Let’s get started with the setup, firstly we will want to head to Configuration and then General and then you’ll notice a box for currency, you’ll want to configure this for your local currency so that if you want to track prices, it will show up in the correct unit.
Next, hit the new Energy item in the sidebar, and then you will be prompted to enter a couple of details in order to configure the dashboard, firstly you will have the grid power where you can configure how much energy you consume from the grid, and if you return any too.
You can also track the price of the energy you are consuming, you can do this via an entity if you have one setup, or you can enter a manual price like I have done here.
Hit save and then if you have an entity for tracking how much energy you are returning to the grid, then you can go ahead and repeat the same process here too, although this is optional and not required.
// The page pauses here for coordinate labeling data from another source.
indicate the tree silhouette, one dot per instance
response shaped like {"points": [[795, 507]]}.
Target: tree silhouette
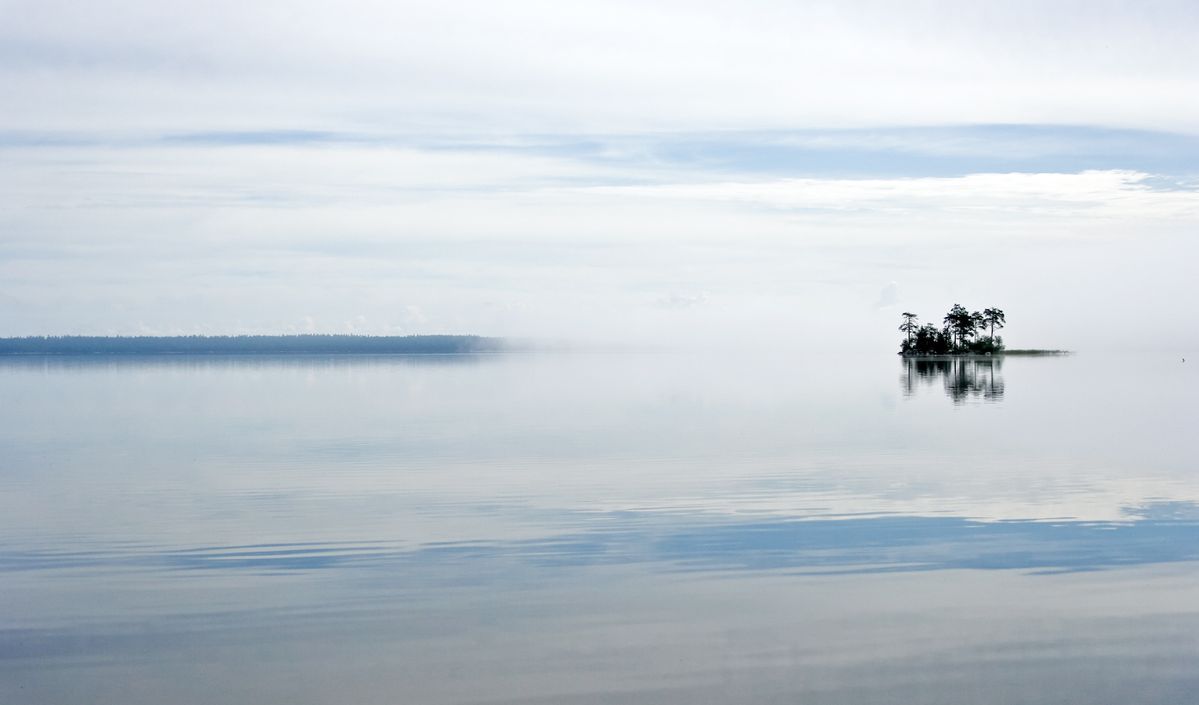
{"points": [[909, 325], [994, 319], [962, 323], [958, 335]]}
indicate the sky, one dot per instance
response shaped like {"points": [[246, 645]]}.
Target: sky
{"points": [[652, 172]]}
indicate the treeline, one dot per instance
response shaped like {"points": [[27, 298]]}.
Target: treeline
{"points": [[962, 332], [305, 344]]}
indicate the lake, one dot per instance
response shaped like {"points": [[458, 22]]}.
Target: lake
{"points": [[583, 529]]}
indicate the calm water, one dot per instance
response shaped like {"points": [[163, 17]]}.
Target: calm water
{"points": [[598, 529]]}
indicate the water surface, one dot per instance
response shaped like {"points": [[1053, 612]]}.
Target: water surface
{"points": [[598, 529]]}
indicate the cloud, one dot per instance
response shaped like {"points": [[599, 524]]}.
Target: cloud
{"points": [[887, 296], [528, 66]]}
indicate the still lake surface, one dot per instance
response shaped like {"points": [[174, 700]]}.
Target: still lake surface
{"points": [[670, 529]]}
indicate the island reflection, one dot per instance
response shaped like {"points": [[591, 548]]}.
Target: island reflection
{"points": [[962, 378]]}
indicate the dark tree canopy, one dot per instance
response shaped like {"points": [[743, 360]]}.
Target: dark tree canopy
{"points": [[963, 332]]}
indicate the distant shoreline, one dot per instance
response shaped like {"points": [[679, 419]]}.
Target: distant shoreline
{"points": [[226, 345]]}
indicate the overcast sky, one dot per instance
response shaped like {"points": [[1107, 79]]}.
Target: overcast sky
{"points": [[688, 172]]}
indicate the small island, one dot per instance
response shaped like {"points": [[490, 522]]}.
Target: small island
{"points": [[963, 332]]}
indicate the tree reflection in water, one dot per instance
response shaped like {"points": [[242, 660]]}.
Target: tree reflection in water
{"points": [[963, 378]]}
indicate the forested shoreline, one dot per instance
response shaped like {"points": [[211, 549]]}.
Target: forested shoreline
{"points": [[299, 344]]}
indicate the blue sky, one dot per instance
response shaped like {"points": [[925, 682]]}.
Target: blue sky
{"points": [[692, 172]]}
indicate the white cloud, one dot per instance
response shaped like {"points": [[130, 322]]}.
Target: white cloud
{"points": [[534, 66]]}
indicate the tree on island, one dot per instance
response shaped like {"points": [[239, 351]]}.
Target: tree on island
{"points": [[909, 325], [962, 333]]}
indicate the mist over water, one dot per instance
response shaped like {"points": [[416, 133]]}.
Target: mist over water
{"points": [[622, 528]]}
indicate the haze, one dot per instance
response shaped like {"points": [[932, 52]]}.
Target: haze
{"points": [[687, 173]]}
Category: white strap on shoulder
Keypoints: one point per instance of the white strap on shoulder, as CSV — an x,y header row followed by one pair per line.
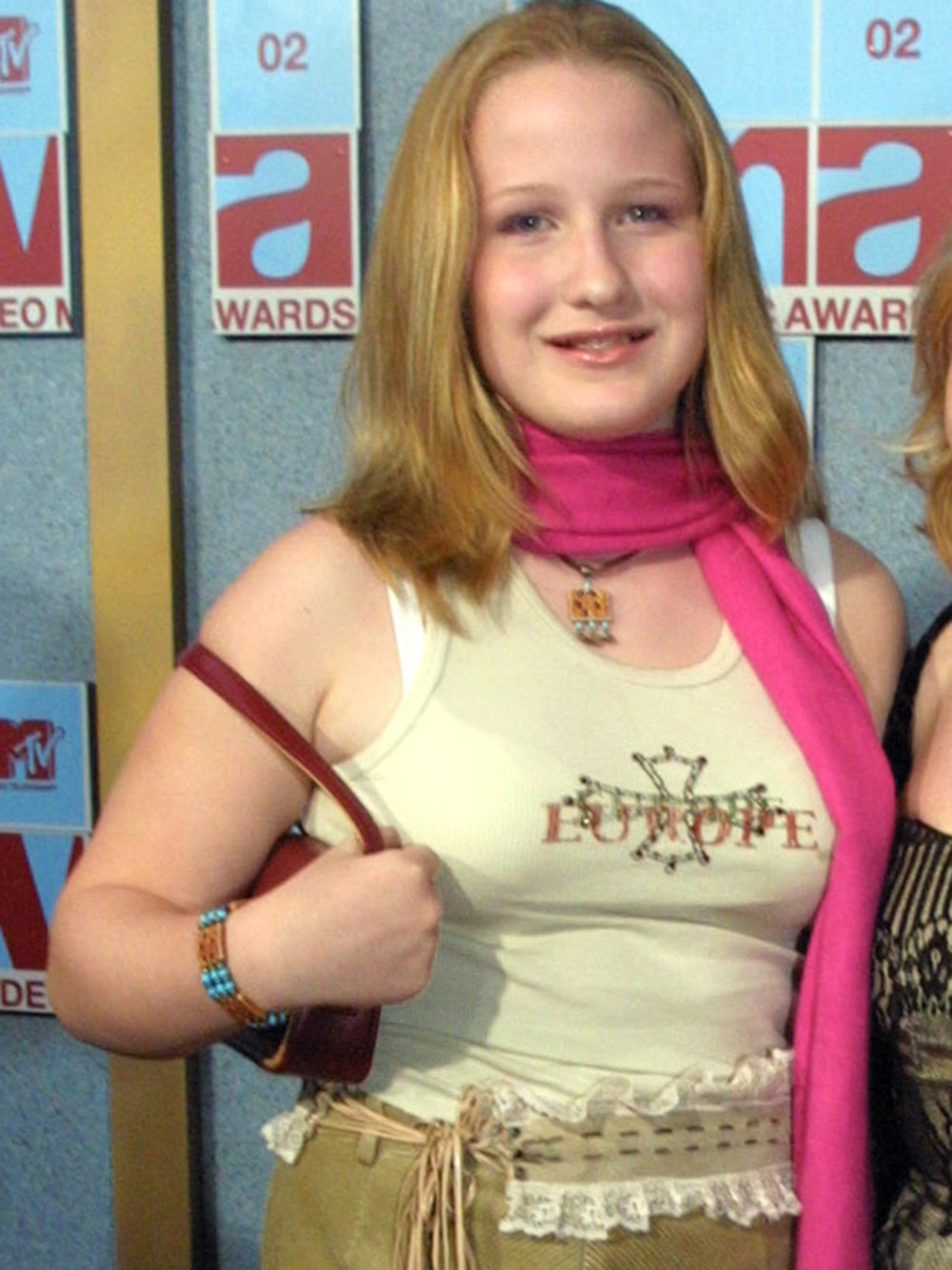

Then you will have the option to add your grids carbon footprint using the CO2 signal integration, if you want to add this then you will need to go to their website and sign up with your email, and they will then email you an API key, which you can then enter into the box.
On the next page over, we can then add our solar entity which measures how much energy we are producing from the sun, again this is optional and not required, but if you do have that you can enter that here. You can also enter solar forecast information here too, which is a really nice addition.
On the last page, you can add individual entities you want to track the power of consumption too, this allows you track the energy usage of individual devices too if you want to.
Hit save and finish and then you will land at the dashboard, now from here you will need to wait 1 or two hours for home assistant to start tracking data, before your dashboard will start showing data, so sit tight for that to happen. After a while you will start to get data through, and then after a full day of tracking, you will get something that looks like this.
Now I should point out that energy monitoring isn’t something I can yet do in my house, so all of the data you are looking at here is completely simulated data that I created with basically a random number generator, so don’t pay too much attention to the actual values, but it does give you a nice idea of what your dashboard should look like!
Yours may look a little different depending which sources you have configured, but up top we have the energy usage graph showing per hour, how much you energy you have consumed, and its further broken down into how much energy is produced via solar and how much is returned to the grid.
It’s also worth mentioning that if you want to go in and add more sources at a later date, or change some of the settings you have configured, then you can head to configuration then energy, and this allows you to tweak any of the settings you initially made.
And there we go, that is a really cool new feature of home assistant, the new Energy management feature, and I have to say, the Home Assistant team has done a great job of implementing this right into the UI, and making it super easy to setup and configure, really great job on this feature! But that is about going to do it for this guide, let me know what you guys think about the new feature in the comments down below, if you plan on using it, as always I am interested to hear your thoughts!